Lessons from Asia on COVID-19

Global Health Seminar Series 2022

Friday, May 27, 2022  /  9:00 a.m. - 10:30 a.m.

This month, the United States crossed the tragic threshold of suffering more than one million deaths from COVID-19. Over the course of the pandemic, the United States has experienced one of the highest mortality rates from COVID-19 of any high-income country. In contrast, some high-income Asian settings, including Japan, Singapore, and Taiwan, have experienced remarkably low COVID-19 mortality when compared to the United States and many European countries.

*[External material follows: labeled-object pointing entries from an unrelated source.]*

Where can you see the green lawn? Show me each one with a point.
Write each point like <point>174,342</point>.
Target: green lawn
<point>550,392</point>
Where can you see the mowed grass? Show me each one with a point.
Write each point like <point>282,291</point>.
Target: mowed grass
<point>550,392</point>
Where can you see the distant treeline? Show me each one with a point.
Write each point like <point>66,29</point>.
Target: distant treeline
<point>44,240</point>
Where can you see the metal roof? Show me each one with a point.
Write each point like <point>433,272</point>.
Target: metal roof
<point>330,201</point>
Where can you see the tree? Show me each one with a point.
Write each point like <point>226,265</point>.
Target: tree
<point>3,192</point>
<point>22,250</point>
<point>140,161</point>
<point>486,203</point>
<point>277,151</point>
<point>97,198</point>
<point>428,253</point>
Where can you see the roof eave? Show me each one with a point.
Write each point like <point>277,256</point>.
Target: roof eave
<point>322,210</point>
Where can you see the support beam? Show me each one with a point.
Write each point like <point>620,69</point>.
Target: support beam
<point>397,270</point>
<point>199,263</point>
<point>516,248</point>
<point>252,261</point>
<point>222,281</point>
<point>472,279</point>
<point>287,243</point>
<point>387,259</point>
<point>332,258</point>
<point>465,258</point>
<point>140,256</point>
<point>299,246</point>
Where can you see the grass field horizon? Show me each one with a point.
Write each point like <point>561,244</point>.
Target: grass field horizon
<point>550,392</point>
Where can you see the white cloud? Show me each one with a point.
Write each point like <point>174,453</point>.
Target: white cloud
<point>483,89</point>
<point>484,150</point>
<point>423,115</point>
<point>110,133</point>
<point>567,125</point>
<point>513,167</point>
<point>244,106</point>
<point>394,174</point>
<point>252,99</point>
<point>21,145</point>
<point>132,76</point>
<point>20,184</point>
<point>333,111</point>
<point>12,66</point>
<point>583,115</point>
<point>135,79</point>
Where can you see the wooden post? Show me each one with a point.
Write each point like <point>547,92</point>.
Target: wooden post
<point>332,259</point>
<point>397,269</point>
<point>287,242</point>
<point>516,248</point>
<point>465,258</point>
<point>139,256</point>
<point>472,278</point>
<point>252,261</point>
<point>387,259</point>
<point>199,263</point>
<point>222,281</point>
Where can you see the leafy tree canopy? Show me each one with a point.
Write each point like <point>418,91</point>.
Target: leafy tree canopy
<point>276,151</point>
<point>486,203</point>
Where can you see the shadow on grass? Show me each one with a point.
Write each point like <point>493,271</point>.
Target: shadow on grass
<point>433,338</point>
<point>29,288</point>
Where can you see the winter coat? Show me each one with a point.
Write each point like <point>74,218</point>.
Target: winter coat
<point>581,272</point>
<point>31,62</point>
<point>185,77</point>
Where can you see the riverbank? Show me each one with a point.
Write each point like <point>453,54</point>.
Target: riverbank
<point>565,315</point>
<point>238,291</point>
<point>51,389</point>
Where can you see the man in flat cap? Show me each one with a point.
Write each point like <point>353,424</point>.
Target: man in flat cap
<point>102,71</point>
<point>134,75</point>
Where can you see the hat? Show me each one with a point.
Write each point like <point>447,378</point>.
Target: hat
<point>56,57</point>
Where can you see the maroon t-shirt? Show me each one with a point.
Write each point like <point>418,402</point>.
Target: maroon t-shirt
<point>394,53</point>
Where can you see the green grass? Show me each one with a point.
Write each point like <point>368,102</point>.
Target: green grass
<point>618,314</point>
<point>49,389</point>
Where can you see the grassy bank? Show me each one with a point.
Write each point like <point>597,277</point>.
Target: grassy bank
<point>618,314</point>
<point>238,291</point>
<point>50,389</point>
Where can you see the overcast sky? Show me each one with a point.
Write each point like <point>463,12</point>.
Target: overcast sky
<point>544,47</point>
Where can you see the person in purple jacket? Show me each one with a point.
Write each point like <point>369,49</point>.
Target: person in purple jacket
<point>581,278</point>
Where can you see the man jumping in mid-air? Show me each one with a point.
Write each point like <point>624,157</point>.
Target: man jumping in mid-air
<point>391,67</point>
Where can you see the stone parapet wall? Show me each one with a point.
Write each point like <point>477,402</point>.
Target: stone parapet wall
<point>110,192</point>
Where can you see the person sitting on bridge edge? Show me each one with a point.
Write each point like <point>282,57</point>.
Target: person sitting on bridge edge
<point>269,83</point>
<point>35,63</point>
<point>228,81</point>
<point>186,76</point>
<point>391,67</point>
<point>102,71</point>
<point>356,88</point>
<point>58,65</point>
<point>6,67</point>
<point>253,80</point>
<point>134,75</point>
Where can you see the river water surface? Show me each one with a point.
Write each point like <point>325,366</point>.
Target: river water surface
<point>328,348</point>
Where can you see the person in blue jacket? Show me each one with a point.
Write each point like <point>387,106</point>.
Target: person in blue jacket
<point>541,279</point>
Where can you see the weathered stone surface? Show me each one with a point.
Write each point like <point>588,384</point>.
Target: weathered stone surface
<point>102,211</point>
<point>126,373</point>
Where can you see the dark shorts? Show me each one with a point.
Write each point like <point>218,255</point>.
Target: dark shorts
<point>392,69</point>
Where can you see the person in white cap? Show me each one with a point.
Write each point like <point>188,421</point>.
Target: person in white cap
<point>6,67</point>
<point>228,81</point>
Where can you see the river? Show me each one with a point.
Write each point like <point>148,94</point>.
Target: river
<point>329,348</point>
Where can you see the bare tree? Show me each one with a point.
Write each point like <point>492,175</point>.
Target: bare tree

How did these locations in Asia achieve this success? How did they approach the pandemic differently? What can the U.S. and the world learn from Asia’s COVID-19 response? What were some shortcomings of the response in these settings? Drs. Peter Chang and Jeremy Lim will discuss the local COVID-19 response in Taiwan and Singapore. Dr. James Maguire, who was deployed to China as part of a World Health Organization team during the 2002-2003 SARS 1 epidemic, will discuss lessons from that epidemic. Dr. Michelle Ko discuss how anti-Asian racism has shaped media and policy discussions of COVID-19 and undermined the U.S. public health domestic response to the pandemic. Dean Joyce Sackey will moderate a discussion among the panelists.